Market research firm Counterpoint revealed that in 2017, over 720 smartphone brands were operating in more than 70 countries worldwide. However, by 2023, this number dwindled to fewer than 250.

Counterpoint’s analysis suggests that this decline primarily stems from the saturation of the smartphone market. Many brands operated as private labels focusing on regional sales or catering to niche consumer segments. Such brands typically did not prioritize smartphone sales. Often, they were local small-scale operators without in-house hardware research and development capabilities. This lack of technical prowess made transitioning from 4G to the 5G network challenging.

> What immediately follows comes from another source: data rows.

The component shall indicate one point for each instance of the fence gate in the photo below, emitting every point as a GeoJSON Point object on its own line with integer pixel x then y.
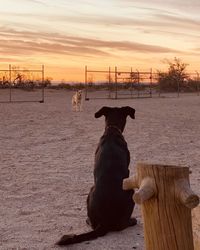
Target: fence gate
{"type": "Point", "coordinates": [21, 85]}
{"type": "Point", "coordinates": [116, 84]}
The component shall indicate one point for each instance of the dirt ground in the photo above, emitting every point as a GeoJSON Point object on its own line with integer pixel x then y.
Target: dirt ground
{"type": "Point", "coordinates": [47, 157]}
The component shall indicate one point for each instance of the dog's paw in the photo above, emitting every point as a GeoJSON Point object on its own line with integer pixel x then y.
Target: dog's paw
{"type": "Point", "coordinates": [66, 239]}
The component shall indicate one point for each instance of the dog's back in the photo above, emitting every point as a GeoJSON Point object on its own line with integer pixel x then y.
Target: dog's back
{"type": "Point", "coordinates": [109, 207]}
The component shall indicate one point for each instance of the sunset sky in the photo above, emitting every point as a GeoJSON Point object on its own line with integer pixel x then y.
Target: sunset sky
{"type": "Point", "coordinates": [66, 35]}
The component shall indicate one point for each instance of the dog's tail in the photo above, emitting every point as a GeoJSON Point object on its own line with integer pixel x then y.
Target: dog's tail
{"type": "Point", "coordinates": [77, 238]}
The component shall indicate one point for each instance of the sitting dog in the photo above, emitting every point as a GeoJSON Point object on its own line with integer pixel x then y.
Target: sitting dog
{"type": "Point", "coordinates": [77, 101]}
{"type": "Point", "coordinates": [109, 208]}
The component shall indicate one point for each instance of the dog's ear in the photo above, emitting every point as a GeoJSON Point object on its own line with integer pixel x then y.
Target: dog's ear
{"type": "Point", "coordinates": [102, 111]}
{"type": "Point", "coordinates": [129, 111]}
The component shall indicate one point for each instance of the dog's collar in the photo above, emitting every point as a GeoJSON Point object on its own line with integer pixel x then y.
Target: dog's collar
{"type": "Point", "coordinates": [115, 127]}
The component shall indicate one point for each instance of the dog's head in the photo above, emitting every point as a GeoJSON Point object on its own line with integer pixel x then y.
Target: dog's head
{"type": "Point", "coordinates": [116, 116]}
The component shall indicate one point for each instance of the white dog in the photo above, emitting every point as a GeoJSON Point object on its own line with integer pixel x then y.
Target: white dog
{"type": "Point", "coordinates": [77, 101]}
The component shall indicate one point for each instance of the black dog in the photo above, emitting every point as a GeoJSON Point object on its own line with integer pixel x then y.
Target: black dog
{"type": "Point", "coordinates": [109, 208]}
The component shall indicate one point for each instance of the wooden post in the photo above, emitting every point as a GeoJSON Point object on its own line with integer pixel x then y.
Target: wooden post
{"type": "Point", "coordinates": [166, 200]}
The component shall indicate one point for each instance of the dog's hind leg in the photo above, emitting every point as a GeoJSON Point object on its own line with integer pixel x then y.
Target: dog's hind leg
{"type": "Point", "coordinates": [73, 238]}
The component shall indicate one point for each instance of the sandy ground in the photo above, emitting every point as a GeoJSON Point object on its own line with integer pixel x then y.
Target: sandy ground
{"type": "Point", "coordinates": [47, 155]}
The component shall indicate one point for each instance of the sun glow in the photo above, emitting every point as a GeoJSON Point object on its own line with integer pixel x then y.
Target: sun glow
{"type": "Point", "coordinates": [65, 36]}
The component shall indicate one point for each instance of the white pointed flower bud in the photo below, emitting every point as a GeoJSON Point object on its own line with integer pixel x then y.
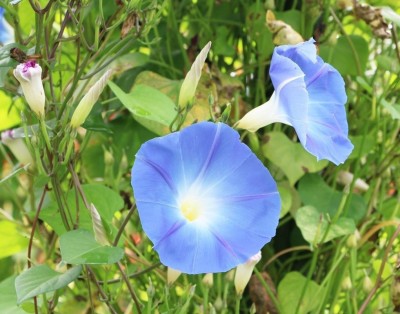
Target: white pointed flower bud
{"type": "Point", "coordinates": [244, 271]}
{"type": "Point", "coordinates": [29, 75]}
{"type": "Point", "coordinates": [192, 78]}
{"type": "Point", "coordinates": [17, 146]}
{"type": "Point", "coordinates": [172, 275]}
{"type": "Point", "coordinates": [86, 104]}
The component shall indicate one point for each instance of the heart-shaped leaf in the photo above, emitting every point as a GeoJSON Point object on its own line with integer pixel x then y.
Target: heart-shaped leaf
{"type": "Point", "coordinates": [41, 279]}
{"type": "Point", "coordinates": [290, 157]}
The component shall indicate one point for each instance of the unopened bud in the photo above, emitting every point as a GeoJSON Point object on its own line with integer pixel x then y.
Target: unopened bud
{"type": "Point", "coordinates": [244, 271]}
{"type": "Point", "coordinates": [172, 275]}
{"type": "Point", "coordinates": [346, 283]}
{"type": "Point", "coordinates": [367, 284]}
{"type": "Point", "coordinates": [192, 78]}
{"type": "Point", "coordinates": [208, 280]}
{"type": "Point", "coordinates": [17, 146]}
{"type": "Point", "coordinates": [151, 291]}
{"type": "Point", "coordinates": [353, 239]}
{"type": "Point", "coordinates": [29, 75]}
{"type": "Point", "coordinates": [86, 104]}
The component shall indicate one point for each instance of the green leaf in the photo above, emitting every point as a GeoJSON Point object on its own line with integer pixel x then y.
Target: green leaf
{"type": "Point", "coordinates": [106, 201]}
{"type": "Point", "coordinates": [290, 157]}
{"type": "Point", "coordinates": [286, 198]}
{"type": "Point", "coordinates": [314, 224]}
{"type": "Point", "coordinates": [200, 110]}
{"type": "Point", "coordinates": [189, 84]}
{"type": "Point", "coordinates": [328, 200]}
{"type": "Point", "coordinates": [8, 297]}
{"type": "Point", "coordinates": [290, 290]}
{"type": "Point", "coordinates": [80, 247]}
{"type": "Point", "coordinates": [12, 241]}
{"type": "Point", "coordinates": [9, 114]}
{"type": "Point", "coordinates": [14, 173]}
{"type": "Point", "coordinates": [363, 145]}
{"type": "Point", "coordinates": [41, 279]}
{"type": "Point", "coordinates": [349, 56]}
{"type": "Point", "coordinates": [149, 107]}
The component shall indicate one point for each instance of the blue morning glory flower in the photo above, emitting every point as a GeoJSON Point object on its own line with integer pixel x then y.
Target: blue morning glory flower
{"type": "Point", "coordinates": [310, 96]}
{"type": "Point", "coordinates": [204, 199]}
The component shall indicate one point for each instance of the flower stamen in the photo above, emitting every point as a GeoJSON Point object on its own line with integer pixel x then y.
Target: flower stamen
{"type": "Point", "coordinates": [190, 209]}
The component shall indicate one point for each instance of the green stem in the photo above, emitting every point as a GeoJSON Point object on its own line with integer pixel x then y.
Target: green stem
{"type": "Point", "coordinates": [237, 305]}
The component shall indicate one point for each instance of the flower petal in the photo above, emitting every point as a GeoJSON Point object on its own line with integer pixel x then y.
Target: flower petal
{"type": "Point", "coordinates": [310, 96]}
{"type": "Point", "coordinates": [237, 198]}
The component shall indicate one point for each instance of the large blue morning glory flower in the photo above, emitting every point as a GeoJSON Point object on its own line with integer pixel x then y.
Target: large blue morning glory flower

Moreover, the meteoric rise of Chinese brands has severely impacted the competitive growth potential of indigenous brands from Europe, North America, Southeast Asia, the Asia-Pacific region, Africa, and Latin America. Examples include India’s Micromax and Bangladesh’s Symphony. Chinese giants like Xiaomi, OPPO, vivo, and realme have aggressively expanded their global market presence over the years, making survival arduous for regional brands.

Not only local brands but also erstwhile leading names in the industry have felt the brunt of this shift. For instance, LG announced its complete withdrawal from the smartphone market last year. Brands like Sony and HTC no longer command the same market prominence as before. Even industry stalwarts like Samsung and Apple have had to reevaluate and recalibrate their market strategies to maintain a competitive edge.

Counterpoint anticipates further contraction of the number of smartphone brands. Even the more established names will need to ramp up technological innovation and modify their market strategies to remain viable.

Nevertheless, industry players, including Qualcomm, remain optimistic about the future of the smartphone market, perceiving ample opportunities for competitive growth.